Tuesday’s complaint filed in the U.S. district court in Manhattan against Eaton (ETN.N) and three male managers contends the century-old maker of industrial products promotes a “culture of gender hostility,” especially in its electrical services sector.
The plaintiffs, Amy Gaitane and Mahasti Koosha, said they were sales engineers who were passed over for promotions despite strong job performance, and were subjected to harassment. Koosha also suffered work-related stress that led to a heart attack, the complaint said.
According to the complaint, men comprise all 44 members of the electrical sector’s general sales force management team.
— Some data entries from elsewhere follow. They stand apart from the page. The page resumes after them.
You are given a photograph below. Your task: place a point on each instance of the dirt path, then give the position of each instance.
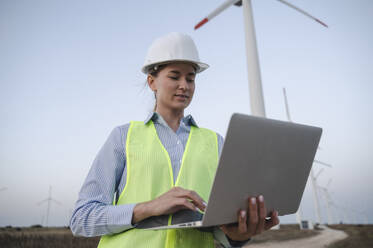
(326, 237)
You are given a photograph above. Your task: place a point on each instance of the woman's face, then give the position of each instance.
(173, 86)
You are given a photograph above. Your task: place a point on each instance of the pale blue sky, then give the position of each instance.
(70, 73)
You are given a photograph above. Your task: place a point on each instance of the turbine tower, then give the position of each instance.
(328, 201)
(255, 83)
(313, 177)
(49, 200)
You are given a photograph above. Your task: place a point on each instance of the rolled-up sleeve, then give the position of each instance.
(94, 213)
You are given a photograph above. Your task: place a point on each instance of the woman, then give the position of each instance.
(161, 166)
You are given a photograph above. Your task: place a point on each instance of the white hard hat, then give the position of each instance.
(170, 48)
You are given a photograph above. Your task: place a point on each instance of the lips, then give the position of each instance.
(181, 95)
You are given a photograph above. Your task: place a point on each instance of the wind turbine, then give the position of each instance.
(313, 176)
(49, 200)
(255, 84)
(328, 201)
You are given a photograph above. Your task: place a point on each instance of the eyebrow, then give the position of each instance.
(177, 72)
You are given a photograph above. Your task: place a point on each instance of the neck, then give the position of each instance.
(171, 117)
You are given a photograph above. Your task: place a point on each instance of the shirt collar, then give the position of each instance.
(155, 117)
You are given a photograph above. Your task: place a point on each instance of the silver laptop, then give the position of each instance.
(260, 157)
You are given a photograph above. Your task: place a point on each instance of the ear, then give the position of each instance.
(151, 82)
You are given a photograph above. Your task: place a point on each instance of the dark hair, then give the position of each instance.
(154, 72)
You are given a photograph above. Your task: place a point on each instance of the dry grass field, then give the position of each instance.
(38, 237)
(358, 236)
(286, 232)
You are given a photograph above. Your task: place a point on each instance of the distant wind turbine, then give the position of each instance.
(255, 84)
(328, 201)
(49, 200)
(313, 176)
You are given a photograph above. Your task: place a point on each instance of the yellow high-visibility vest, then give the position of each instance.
(149, 175)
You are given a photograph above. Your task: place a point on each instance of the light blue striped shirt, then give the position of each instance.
(94, 213)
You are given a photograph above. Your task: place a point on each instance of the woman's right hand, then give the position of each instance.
(170, 202)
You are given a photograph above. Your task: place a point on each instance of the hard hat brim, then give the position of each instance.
(200, 65)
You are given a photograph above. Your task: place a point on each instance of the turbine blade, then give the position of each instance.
(57, 202)
(319, 162)
(39, 203)
(318, 174)
(216, 12)
(303, 12)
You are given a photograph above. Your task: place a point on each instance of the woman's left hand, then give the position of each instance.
(251, 221)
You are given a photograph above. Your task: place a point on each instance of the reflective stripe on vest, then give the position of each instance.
(149, 175)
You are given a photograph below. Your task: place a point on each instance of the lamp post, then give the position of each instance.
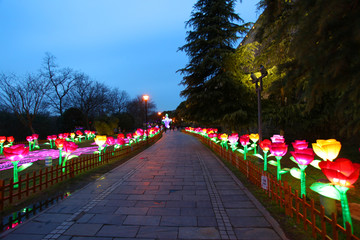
(256, 80)
(146, 98)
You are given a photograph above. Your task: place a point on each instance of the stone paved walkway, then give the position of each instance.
(176, 189)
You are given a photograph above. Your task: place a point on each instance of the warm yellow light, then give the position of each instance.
(146, 97)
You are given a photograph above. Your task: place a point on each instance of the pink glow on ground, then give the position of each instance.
(34, 156)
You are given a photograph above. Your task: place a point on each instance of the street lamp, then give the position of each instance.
(145, 98)
(256, 80)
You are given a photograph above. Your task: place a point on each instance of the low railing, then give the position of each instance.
(303, 211)
(12, 193)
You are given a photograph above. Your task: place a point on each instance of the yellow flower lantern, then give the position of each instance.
(327, 149)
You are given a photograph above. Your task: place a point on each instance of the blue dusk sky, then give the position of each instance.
(128, 44)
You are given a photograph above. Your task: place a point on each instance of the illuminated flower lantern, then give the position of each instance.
(223, 138)
(327, 149)
(119, 142)
(233, 141)
(277, 139)
(35, 141)
(278, 149)
(66, 135)
(30, 139)
(79, 135)
(59, 142)
(52, 139)
(68, 148)
(10, 140)
(138, 133)
(300, 144)
(72, 136)
(265, 146)
(303, 157)
(167, 121)
(254, 137)
(129, 138)
(15, 154)
(100, 141)
(342, 174)
(244, 141)
(2, 141)
(87, 134)
(110, 141)
(213, 137)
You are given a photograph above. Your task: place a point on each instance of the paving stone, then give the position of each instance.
(197, 212)
(108, 219)
(243, 212)
(198, 233)
(103, 209)
(132, 210)
(164, 211)
(52, 217)
(158, 232)
(238, 204)
(36, 228)
(246, 222)
(91, 238)
(178, 221)
(118, 231)
(83, 229)
(150, 204)
(256, 233)
(181, 204)
(142, 220)
(23, 237)
(207, 222)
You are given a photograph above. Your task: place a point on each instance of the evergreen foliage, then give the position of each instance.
(211, 89)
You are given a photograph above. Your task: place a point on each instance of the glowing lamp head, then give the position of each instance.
(145, 97)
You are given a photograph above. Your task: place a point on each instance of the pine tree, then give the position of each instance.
(210, 88)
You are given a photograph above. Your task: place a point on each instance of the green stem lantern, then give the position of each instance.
(344, 205)
(278, 168)
(265, 160)
(342, 174)
(16, 173)
(302, 180)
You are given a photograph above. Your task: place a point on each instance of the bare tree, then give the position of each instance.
(90, 97)
(23, 97)
(118, 101)
(61, 82)
(136, 108)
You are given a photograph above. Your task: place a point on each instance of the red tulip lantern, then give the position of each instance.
(342, 174)
(303, 157)
(278, 149)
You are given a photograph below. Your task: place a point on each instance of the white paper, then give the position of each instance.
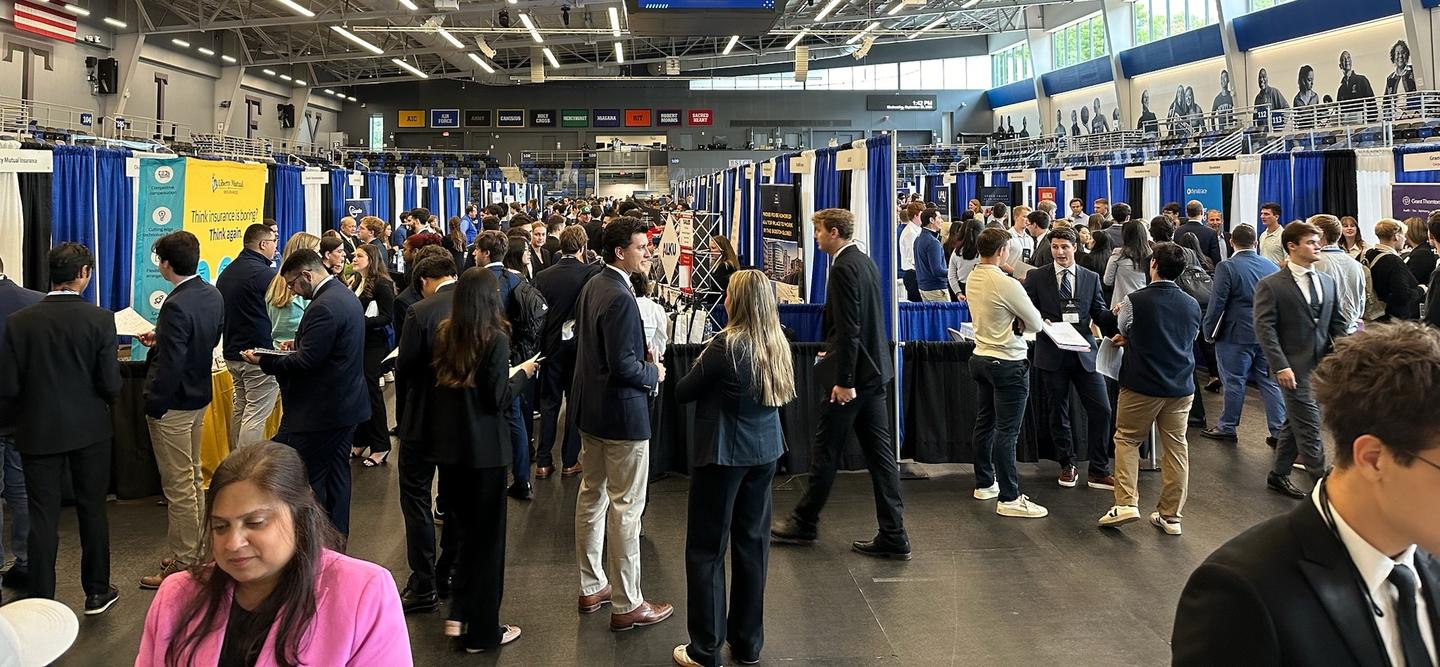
(130, 323)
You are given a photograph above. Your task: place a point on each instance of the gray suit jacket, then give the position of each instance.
(1285, 329)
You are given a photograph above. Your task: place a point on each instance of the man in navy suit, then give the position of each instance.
(177, 389)
(12, 477)
(1067, 293)
(1230, 324)
(321, 382)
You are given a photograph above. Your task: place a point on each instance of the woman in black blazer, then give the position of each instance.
(372, 283)
(740, 381)
(467, 425)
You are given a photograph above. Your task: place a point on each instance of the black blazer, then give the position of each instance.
(59, 375)
(612, 381)
(186, 334)
(1285, 592)
(730, 427)
(323, 382)
(1044, 293)
(857, 350)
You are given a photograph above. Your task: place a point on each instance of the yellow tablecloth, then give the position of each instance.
(215, 438)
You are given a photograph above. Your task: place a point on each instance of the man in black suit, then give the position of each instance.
(1064, 291)
(1195, 224)
(58, 378)
(12, 479)
(609, 394)
(560, 285)
(177, 389)
(323, 381)
(435, 280)
(246, 326)
(1298, 317)
(1351, 575)
(857, 365)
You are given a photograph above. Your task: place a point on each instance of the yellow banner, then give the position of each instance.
(222, 199)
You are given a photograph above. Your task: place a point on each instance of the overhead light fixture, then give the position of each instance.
(297, 9)
(827, 9)
(797, 39)
(735, 39)
(532, 28)
(409, 68)
(450, 38)
(481, 62)
(357, 41)
(615, 20)
(861, 33)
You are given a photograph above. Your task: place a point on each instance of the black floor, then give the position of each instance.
(981, 589)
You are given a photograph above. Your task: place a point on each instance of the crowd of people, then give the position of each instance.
(509, 313)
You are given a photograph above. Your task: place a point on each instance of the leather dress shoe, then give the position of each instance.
(645, 614)
(412, 601)
(882, 549)
(1283, 486)
(591, 604)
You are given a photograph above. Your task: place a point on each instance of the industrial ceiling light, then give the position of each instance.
(357, 41)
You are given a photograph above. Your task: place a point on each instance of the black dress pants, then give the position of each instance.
(43, 479)
(727, 504)
(870, 421)
(475, 497)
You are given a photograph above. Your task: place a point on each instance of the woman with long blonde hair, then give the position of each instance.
(740, 381)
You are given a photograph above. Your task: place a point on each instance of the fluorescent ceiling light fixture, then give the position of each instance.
(532, 28)
(827, 9)
(450, 38)
(797, 39)
(615, 20)
(409, 68)
(297, 7)
(357, 41)
(861, 33)
(483, 64)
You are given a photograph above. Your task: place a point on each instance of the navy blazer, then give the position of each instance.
(612, 381)
(1230, 313)
(323, 381)
(186, 334)
(1044, 291)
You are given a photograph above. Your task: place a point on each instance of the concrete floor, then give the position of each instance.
(981, 589)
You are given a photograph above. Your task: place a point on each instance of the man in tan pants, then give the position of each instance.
(1158, 327)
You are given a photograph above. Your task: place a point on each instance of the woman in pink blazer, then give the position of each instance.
(274, 595)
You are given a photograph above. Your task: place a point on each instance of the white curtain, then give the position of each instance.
(1244, 196)
(12, 222)
(1374, 175)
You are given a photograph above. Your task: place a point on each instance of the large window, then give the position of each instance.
(1011, 64)
(1159, 19)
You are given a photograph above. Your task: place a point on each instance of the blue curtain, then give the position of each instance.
(72, 200)
(115, 216)
(1308, 185)
(1275, 183)
(290, 200)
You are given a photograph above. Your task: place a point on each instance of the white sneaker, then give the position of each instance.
(1119, 516)
(1021, 507)
(1170, 526)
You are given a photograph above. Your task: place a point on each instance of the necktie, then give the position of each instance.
(1411, 643)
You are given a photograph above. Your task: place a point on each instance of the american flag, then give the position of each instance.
(42, 18)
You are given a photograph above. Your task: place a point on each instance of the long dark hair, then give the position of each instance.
(278, 471)
(464, 339)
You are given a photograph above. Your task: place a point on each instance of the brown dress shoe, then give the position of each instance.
(645, 614)
(591, 604)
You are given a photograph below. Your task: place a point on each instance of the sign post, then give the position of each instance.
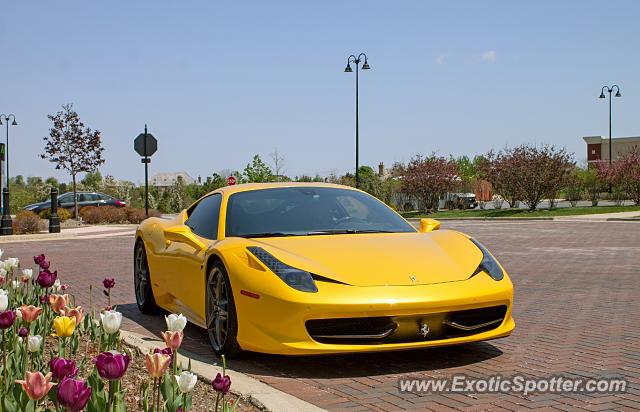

The complaint also quoted alleged comments in which one or more male managers referred to female colleagues as “bitches,” or expressed interest in wanting to “do” a plaintiff sexually.
Eaton spokesman Scott Schroeder said the Cleveland-based company will defend against the plaintiffs’ claims.
“At Eaton, we do not discriminate,” he said, adding that the plaintiffs’ claims are “totally without merit.”
The complaint seeks class-action status on behalf of hundreds of current and former female employees, and alleges violations of federal, state and New York City laws. It seeks back pay and benefits, punitive damages and other remedies.
Women in the electrical sector “have been marginalized into peripheral roles,” said Deepika Bains, a lawyer at Sanford Wittels & Heisler LLP representing the plaintiffs, in an interview. “There’s an intention behind the activity: It’s an old boys club, and Eaton wants to keep it that way.”
Eaton makes hydraulics, truck transmissions and other industrial products. It employs about 70,000 people in more than 50 countries, according to its annual report.
According to the complaint, Gaitane worked for Eaton in New York and New Jersey from August 2005 until she was fired in April 2010, while Koosha held the same job from August 2003 until she resigned in August 2010 after becoming unable to bear the harassment.
Gaitane is in her mid-30s and Koosha in her mid-40s, Bains said. Neither was immediately available for comment.